The cry you hear repeatedly is "We got our number one pick!" People say it so often it seems like no one gets anything except their first, or possibly second, choice. The reality is the only people who say anything are the minority of lucky students who matched at their top choices. The rest of us are silenced by stigma. Admitting you matched to anything other than number one is admitting that programs didn’t want you. Programs’ decisions for who they want most are largely arbitrary; they’re picking from a pool of well-qualified candidates they just met. This perceived rejection can make you believe the lie that you’re not good enough.
It took time to pick up the pieces of my lost dreams, but I’m grateful we matched where we did. My husband’s training has been solid, and the culture of his residency has been a better fit than he would likely have found elsewhere. His career will be fine. We’ve met wonderful people and had great experiences. We would still rather have our number-one pick, but we are happy and life is good. Life works out, but it can be an emotionally draining journey to make that happen.
When dealing with disappointment from the match, here are my thoughts for survival and growth:
- Don’t envy those who did better in the match. It accomplishes nothing and poisons you and your relationships with your friends who had better luck in this fickle process. So much of it is arbitrary, and chance has a huge role in it. Congratulate your friends for their good fortune, even if it takes time for you to genuinely feel happy for them.
- Don’t resent your husband or blame him for the match results. Let go of the "if only he had . . . ." thoughts, unless there’s a real lesson to be learned that can be applied to future experiences. Everyone has shortcomings and no one knows his better than you, but let them go. Go ahead and hate the match itself if you need to channel the anger toward something.
- "Comparison is the thief of joy." (Theodore Roosevelt) Don’t dwell on what might have been because distant grass always seems greener. We aren’t close enough to see other programs’ warts, so we assume they are better than the life we are living with all its bumps and imperfections. For example, one program we highly ranked seemed fantastic. I spent too much time thinking "If only we were there, then residency would be better, he’d be working less, and life would be wonderful." Several years post Match, my husband spoke at conferences with their residents. The program had education problems and a malignant culture. The wonderful promises they’d made during interviews hadn’t been kept. But because all I’d known was their excellent presentation during the interview process, they’d seemed ideal. No residency is perfect, and if you can’t see their flaws, you don’t really know them yet.
- Don’t badmouth your destination. Whatever institution you’re headed to has people who love it and are proud of it. Disparaging the program or the town can only burn bridges. So sure, tell your mom you’re disappointed, but limit that information to your inner circle and never on social media.
- Dive into your new city with gusto. Every city has something great to offer, whether it’s world class museums, a great park, or a fantastic neighbor. There’s a treasure there somewhere. You just have to find it.
- Establish your new place as home, both physically and in your heart. Home is where you and your partner live. It’s not where your parents live, and it’s not where you used to live. Invest a part of yourself in your new community.

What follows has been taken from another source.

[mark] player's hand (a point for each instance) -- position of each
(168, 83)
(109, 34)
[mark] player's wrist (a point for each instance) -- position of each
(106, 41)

- Build a tribe. It takes a village to raise a child, and it takes a tribe to survive residency. Reach out to your local medical alliance chapter, get to know your neighbors, join a club, and if applicable, jump into your faith community. You will need people whom you can call on during the many times disaster strikes and your resident spouse is not available. Start building those relationships from day one and residency will be far less lonely.
- Build up and encourage your spouse. Being rejected by a long list of programs is likely just the first in a long series of residency experiences that will hurt his confidence and his feelings. Be sure to let him know that you are proud of the person he is and the doctor he is becoming.
- Find things to love in your program. I’m not saying convince yourself this is a better outcome than your top choice, but find the things that can be appreciated about where you are. There’s something to love about his program, whether it’s great medical benefits and research opportunities or fresh cookies in the cafeteria. Find things to be grateful for, even if you have to dig deep. Gratitude seeds happiness and dispels resentments. Choose to be happy where you are.